Friday, July 17, 2009

Þjófadalir --> Hveravellir (16 km/ 10 miles)

Photos: (1) – (2) Views from Strýtur, (3) Morning fog over the campsite, (4) The hotpot empty in the early morning

The temperature sinks to 2°C (35°F) at night – record cold for this trip. Last year I had record cold temps here at Þjófadalir too. At 5:00 am this morning, the thermometer still reads that low, but in just 15 minutes as the sun goes up the temperature warms to 15°C (59°F) and there’s not much wind. With the warm, sunny weather, I’ll carry more water today since the route is dry all the way to Hveravellir.

While climbing the first big hill out of the valley, I look back frequently to take in the sights as the hut gets smaller and smaller in the distance. At the top, I navigate the landscape for the best route since we plan to cut straight east to the crater formation Strýtur instead of following the relatively dull jeep track. We stay on the track to a short ways until we cross a small river, then leave the track. In the distance, the cone-shaped peak of a prominent rock near Strýtur serves as orientation along with the position of the morning sun. The landscape is strenuous on the feet and tiring. Lots of sharp-edged lava rocks close together with sand in between – the rocks are mostly too small to step on fully, which would be much easier, and too large and close together to avoid entirely. This causes lots of twisting and turning of the feet. We take two breaks before reaching the crater, one just a few hundred meters away in a soft mossy spot that’s perfect for a nap in the sun. It takes about 3 hours to reach Strýtur, including the breaks. First we climb up a secondary part of it for a few pictures, leaving our backpacks behind. Afterwards we climb up the main part for a spectacular view. We’re the only people up there for now, but already on the main path in the distance, the first human figures are visible. It’s a popular day hike from Hveravellir.

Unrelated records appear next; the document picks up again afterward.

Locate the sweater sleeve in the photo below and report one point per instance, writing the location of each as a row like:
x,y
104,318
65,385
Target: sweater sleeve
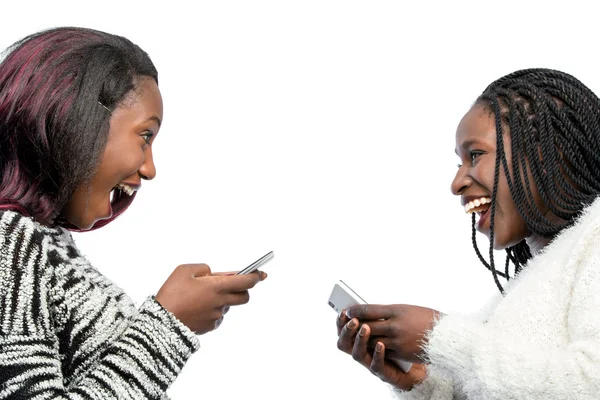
x,y
490,366
139,363
434,387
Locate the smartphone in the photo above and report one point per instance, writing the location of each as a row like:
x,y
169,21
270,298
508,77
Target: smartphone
x,y
257,264
343,297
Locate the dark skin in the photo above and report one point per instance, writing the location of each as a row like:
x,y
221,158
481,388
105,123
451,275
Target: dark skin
x,y
193,293
368,332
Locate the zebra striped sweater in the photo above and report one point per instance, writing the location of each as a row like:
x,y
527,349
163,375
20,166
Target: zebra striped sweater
x,y
67,332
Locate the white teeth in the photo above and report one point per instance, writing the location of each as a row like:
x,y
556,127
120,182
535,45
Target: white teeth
x,y
126,188
476,203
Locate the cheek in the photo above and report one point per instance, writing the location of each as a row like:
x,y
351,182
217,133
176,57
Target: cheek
x,y
117,165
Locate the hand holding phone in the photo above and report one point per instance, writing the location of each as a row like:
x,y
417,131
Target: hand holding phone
x,y
343,297
257,264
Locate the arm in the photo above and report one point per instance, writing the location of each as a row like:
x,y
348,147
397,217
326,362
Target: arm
x,y
434,387
491,366
140,363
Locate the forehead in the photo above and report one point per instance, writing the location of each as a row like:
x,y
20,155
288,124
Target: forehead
x,y
476,126
144,101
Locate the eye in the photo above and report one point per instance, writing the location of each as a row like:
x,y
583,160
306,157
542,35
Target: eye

There’s a path along the 7 km from Strýtur to Hveravellir, so it’s easy walking and we reach the highland station at 4 pm. The grassy areas near the hotpot are blocked off this year and campers are asked to set up their tents a bit further away. In the hut, we pick up the bags we had sent ahead and they arrived just fine. The man who brings them is interested that we hiked via Strýtur, and tells us that they are talking of making a new hiking trail that leads straight from Hveravellir to Þjófadalir so hikers don’t have to use the jeep track. Some people are trying to get that route to continue from Stýtur, but others want the route to be more direct and thus shorter. In any case, the trail will be blazed with horses soon. Maybe it will be ready next summer already!

All in all, the hut has changed a lot since last year. There’s no longer a little shop to buy necessities – the old shop is converted into a private small kitchen now and every day, one warm meal (ISK 2100) and a soup of the day (ISK 1000) is on offer inside the hut, which has been turned into a little café with chairs and tables. They sell more alcohol, including whiskey and beer (ISK 700/can), and for some reason I don’t like the atmosphere inside anymore. Lots of people hang out inside now, talking loudly, and it reminds me of a bar. To top it off, the lady working inside is rude and more concerned with her socializing than helping guests. I will run into her a few weeks later here again, and her attitude will be even worse, contributing among other factors to my lack of interest in visiting Hveravellir again for quite some time

Camping costs ISK 1000, so inflation has obviously hit here too (camping price in 2007 – ISK 750). The water is still undrinkable but I have enough gas and will just boil it thoroughly before using it. After setting up camp, Henning and I try out the daily special, and it’s chicken with rice – both ingredients of which taste better in our backpacking meals. The hotpot is at least very hot this year, and it feels good to submerge my entire body in water. I return to my tent after about an hour, but Henning stays in his first hotpot of his life nearly the entire evening. At the tent, I make some hot chocolate and fulfill my obligations of getting in touch with civilization by making a few phone calls and sending some text messages when I hear a familiar voice – Peter has arrived!

Back in Þjófadalir I had told Peter about the more interesting route via Strýtur. Peter, who only had a compass and a large-scale map but a great sense of humor, somehow managed to get lost, ending up way north of Hveravellir at a different hut. Thinking we might worry, he returned to Hveravellir and arrived after an exhausting day that included crossing lots of very deep rivers. According to his stories, he only took off his shoes for the first river, and for the second he took off his pants, but for the third he was nearly naked and up to his armpits in raging water, with his gear on top of his head!
(Peter would end up in Greenland a few days later where he dislocated his shoulder while hiking, which merely caused him to rest for half an hour after popping it back in place and then continuing.)